Wednesday, January 27, 2010

Taiwan Consulate Visit

For a variety of complex reasons, Taiwan does not have an official "embassy" in DC; instead, there's something called the Taiwan Economic and Cultural Representative Office (TECRO). Today, I visited the Consulate Division today to do some business. Above, the entrance sign (note the American U. sign reflection in the background) - don't really have much to say other than I think this image looks cool.

A little bit about languages on US and Taiwan passports. It used to be the case that only English and French (for a long time the international language of diplomacy) were used on US passports, but a Bill Clinton-era decision added Spanish to the mix.

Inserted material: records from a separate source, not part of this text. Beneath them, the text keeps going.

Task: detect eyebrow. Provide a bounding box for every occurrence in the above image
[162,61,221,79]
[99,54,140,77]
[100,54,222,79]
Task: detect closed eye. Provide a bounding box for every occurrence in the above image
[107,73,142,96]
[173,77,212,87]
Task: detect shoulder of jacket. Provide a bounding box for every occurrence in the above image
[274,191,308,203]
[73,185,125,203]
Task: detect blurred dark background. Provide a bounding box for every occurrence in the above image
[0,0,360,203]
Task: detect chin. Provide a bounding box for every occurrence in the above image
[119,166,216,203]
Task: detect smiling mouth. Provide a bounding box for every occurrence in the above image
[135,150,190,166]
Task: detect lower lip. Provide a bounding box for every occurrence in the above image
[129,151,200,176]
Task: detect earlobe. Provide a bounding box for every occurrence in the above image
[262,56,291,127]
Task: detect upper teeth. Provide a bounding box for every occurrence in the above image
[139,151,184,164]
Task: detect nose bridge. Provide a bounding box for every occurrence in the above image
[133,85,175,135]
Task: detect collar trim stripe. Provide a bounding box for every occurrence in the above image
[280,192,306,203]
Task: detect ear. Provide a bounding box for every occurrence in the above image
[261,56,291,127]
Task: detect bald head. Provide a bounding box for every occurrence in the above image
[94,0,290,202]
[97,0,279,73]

The Taiwan passport uses Chinese and the the more recent global "lingua franca," English.

Here's a selection of the various US- and Taiwan-based publications in the waiting area (some in English, some bilingual, and Mandarin Chinese only).

One fun thing about Taiwanese visual media (newspapers, TV) is that a reader/viewer may be forced to scan text in many directions simultaneously; here, the text on left was in motion scrolling "up" (i.e., to be read from up to down); at bottom, static yellow test reads left to right, and the white text below was in motion scrolling right to left. Meanwhile, Arabic numerals and Roman letters read left to right.

One last item of interest on the wall: a poster bearing a poem about city life in Taipei (originally written in Chinese) is rendered into German and English translations, each by a local translator. As far as I could tell, the translations were perfectly fine (the poem itself didn't strike me as too complex).